Toshiba, an iconic fixture in Japan’s corporate world since 1875, is departing the stock market after 74 years. This decision follows a consortium led by private equity firm Japan Industrial Partners (JIP) acquiring a 78.65% stake, facilitating a $14 billion deal for private acquisition.
The company’s stock market adventure started in May 1949, mirroring Japan’s post-WWII rejuvenation. Diversifying from home electronics to nuclear energy, Toshiba was instrumental in Japan’s tech ascent, pioneering the world’s first mass-market laptop in 1985.
However, recent decades saw the company grapple with corporate missteps and governance woes. A 2015 profit inflation scandal and losses in its US nuclear subsidiary, Westinghouse, led to selling its prized memory chip business in 2018 to evade bankruptcy.
Multiple takeover bids emerged, with one from the UK’s CVC Capital Partners in 2021, which Toshiba declined. Alleged collusion with the Japanese government against foreign investors further dented its image.

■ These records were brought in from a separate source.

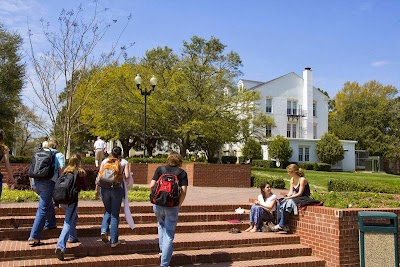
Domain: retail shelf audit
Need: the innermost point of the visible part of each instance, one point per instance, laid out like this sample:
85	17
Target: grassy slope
319	180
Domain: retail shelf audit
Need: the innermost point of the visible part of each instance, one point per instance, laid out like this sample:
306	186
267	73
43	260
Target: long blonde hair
295	169
74	164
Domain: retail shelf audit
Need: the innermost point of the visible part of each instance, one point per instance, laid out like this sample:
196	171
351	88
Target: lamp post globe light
145	93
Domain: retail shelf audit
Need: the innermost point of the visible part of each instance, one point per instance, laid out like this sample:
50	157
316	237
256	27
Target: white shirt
268	201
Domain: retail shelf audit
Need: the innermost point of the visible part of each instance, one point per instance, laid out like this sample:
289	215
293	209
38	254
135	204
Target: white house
300	112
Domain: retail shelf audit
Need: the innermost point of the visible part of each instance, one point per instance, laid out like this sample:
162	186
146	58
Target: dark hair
262	186
174	159
116	152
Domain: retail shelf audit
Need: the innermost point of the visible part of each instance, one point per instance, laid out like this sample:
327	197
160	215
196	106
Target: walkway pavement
195	195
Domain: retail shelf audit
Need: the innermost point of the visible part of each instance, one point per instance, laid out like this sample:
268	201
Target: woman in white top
262	209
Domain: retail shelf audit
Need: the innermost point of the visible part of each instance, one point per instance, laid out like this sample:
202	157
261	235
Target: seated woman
262	209
299	189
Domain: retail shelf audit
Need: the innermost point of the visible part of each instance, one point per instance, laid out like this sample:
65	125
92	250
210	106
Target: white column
307	105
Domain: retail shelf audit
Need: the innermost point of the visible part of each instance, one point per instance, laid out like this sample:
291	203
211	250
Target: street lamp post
145	93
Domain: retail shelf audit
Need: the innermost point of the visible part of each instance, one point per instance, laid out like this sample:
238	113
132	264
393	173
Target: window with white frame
291	131
304	154
315	131
292	107
268	105
268	131
315	109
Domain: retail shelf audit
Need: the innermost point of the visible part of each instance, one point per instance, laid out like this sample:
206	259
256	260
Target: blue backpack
43	164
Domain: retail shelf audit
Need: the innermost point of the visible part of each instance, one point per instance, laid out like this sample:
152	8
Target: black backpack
166	191
43	164
65	191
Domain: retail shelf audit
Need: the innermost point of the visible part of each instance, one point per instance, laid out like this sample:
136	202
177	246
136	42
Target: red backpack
166	191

Efforts at reformation, like proposed breakups, were challenging. Toshiba’s board accepted JIP’s private takeover bid amidst this unrest.

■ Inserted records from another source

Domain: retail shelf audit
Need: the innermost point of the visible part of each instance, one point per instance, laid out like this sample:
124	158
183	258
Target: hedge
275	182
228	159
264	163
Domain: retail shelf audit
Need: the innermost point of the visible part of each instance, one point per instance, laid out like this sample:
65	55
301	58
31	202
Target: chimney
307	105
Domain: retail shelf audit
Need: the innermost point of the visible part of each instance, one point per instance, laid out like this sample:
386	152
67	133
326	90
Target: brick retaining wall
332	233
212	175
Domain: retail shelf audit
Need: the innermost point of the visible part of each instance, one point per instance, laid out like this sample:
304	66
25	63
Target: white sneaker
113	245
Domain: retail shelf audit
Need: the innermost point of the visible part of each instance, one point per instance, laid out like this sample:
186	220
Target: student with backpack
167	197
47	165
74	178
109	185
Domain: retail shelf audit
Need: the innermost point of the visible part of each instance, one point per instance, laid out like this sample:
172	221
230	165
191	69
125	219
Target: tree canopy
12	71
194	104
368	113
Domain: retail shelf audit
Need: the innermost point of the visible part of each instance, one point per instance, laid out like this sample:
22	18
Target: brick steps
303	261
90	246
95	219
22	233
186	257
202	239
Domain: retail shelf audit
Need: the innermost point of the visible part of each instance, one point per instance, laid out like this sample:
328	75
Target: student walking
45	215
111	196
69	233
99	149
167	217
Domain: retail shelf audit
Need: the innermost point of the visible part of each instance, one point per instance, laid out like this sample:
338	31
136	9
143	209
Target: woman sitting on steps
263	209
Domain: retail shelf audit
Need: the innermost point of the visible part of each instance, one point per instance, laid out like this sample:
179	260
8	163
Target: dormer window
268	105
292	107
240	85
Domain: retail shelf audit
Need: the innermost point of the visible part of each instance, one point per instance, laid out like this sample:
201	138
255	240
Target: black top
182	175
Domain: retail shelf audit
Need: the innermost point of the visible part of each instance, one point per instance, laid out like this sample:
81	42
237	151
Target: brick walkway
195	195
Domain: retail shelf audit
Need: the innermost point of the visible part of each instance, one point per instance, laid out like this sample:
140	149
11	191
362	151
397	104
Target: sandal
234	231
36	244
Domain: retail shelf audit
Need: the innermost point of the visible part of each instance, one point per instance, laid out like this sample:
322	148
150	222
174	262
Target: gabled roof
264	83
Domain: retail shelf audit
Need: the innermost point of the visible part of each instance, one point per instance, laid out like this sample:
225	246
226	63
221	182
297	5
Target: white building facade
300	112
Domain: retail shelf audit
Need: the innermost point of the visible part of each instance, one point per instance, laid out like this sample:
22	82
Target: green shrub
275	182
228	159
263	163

Analyst Marc Einstein noted the need for a significant Toshiba reinvention, particularly after letting go of major business segments like semiconductors.
Toshiba’s move aligns with a wider trend in Japan where firms opt for privacy away from shareholder scrutiny. Gerhard Fasol of Eurotechnology Japan remarked on Toshiba’s national treasure status complicating matters.
CEO Taro Shimada voiced hope for Toshiba’s rebirth under private control, signalling a new beginning away from public scrutiny.